Se queda pensativo, imaginando la escena. Tras un largo silencio, entre cucharada y cucharada de su yogurt, pregunta, detectivesco: 
– ¿Una voz fuerte, truenos y relámpagos?  
–Es lo que dicen.  
– A mí me parece que no puede ser. ¿Y tú qué piensas? 
– Cuando tenía tu edad estaba convencido que sí. Ahora tengo mis dudas… 
– ¿De verdad creías que sí? –mirando decepcionado a su padre.   
– Pues sí. Mira, el abuelo Salomón, si le preguntas, también cree que había una voz, truenos y relámpagos.  
Nathan se ríe… y, dos cucharitas más tarde, afirma socarrón:   
– Bueno, sí, claro.  
– Creo que tus primos piensan que no.  
– Es que los niños no creemos en esas cosas.  

(Shavuot, junio 2020) 

154

El primer carrete que fotografié en Terezin no se expuso bien. A uno le gustaría argumentar algún tipo de razón metafísica, tan propia para las circunstancias. Pero su explicación seguramente sea más sencilla, pueril, diría, y no se deba más que a la confusión entre un carrete blanco y negro y otro en color, entre una sensibilidad y otra. Un negativo donde se insinúan retazos, signos. Unas líneas apenas perceptibles que dan cuenta de una realidad que no llegó a cristalizar.  

Días previos al rodaje de mi film sobre Walter Benjamin recuerdo una pesadilla: «un cuarto oscuro, un negativo que a punto de revelarse se vela… una capa gris que lo diluye todo…». A mitad de rodaje, otra, si bien distinta, recurrente en su sentido íntimo: una entrevista cuyo audio no quedaba grabado.  

(septiembre 2012) 

149

Me desperté, repentinamente, cargado de malos sueños. Miro por la ventana, apenas clareaba. El primer pensamiento es: «buena luz para moverse entre los bosques». No puedo volver a dormirme. Miro la hora, cinco y cincuenta. Me percato de algo más: hoy es primero de septiembre. Si los lugares tienen memoria, y las fechas también, entonces esta es una madrugada terrible. 

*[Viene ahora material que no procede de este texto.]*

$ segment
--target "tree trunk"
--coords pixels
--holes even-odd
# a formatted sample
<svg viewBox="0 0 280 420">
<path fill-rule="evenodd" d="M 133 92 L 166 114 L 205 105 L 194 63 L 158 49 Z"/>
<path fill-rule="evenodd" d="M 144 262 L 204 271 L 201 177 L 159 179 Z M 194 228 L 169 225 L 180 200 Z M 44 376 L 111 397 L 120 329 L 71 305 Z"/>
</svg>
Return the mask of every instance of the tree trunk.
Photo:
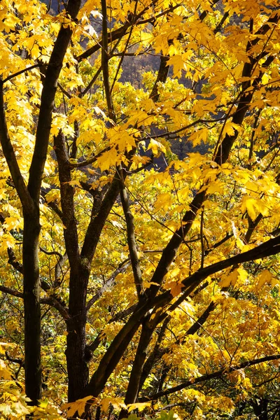
<svg viewBox="0 0 280 420">
<path fill-rule="evenodd" d="M 24 214 L 23 295 L 24 306 L 25 389 L 31 405 L 41 396 L 40 278 L 38 249 L 38 206 L 33 215 Z"/>
<path fill-rule="evenodd" d="M 86 292 L 88 273 L 83 267 L 70 274 L 69 315 L 67 321 L 68 400 L 76 401 L 83 396 L 88 382 L 88 367 L 85 360 Z"/>
</svg>

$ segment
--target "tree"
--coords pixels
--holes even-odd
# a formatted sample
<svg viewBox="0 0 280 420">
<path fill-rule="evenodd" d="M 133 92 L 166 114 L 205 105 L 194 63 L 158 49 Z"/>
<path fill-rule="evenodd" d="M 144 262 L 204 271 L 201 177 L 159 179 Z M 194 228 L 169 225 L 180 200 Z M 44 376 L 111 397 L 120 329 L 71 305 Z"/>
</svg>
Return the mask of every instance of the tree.
<svg viewBox="0 0 280 420">
<path fill-rule="evenodd" d="M 86 398 L 80 416 L 102 393 L 126 405 L 155 400 L 274 360 L 270 382 L 279 358 L 278 2 L 69 0 L 53 16 L 18 0 L 0 10 L 1 290 L 23 299 L 32 404 L 43 304 L 53 308 L 52 331 L 55 310 L 66 325 L 68 400 Z M 158 72 L 122 83 L 122 68 L 149 55 Z M 178 160 L 174 139 L 207 151 Z M 232 377 L 244 399 L 251 372 Z M 187 410 L 195 398 L 188 396 Z"/>
</svg>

(Köln, septiembre de 2003) 

Kafka

«¿Ha oído hablar de nuestro anterior comandante? ¿No? Pues bien, no exagero si digo que la organización de toda la colonia penitenciaria es obra suya. Nosotros, sus amigos, supimos en cuanto murió que la organización de la colonia está tan bien trabada en sí misma que su sucesor, aunque tenga mil planes nuevos en la cabeza, al menos durante muchos años no podrá modificar nada de lo antiguo».  

En la colonia penitenciaria, Franz Kafka.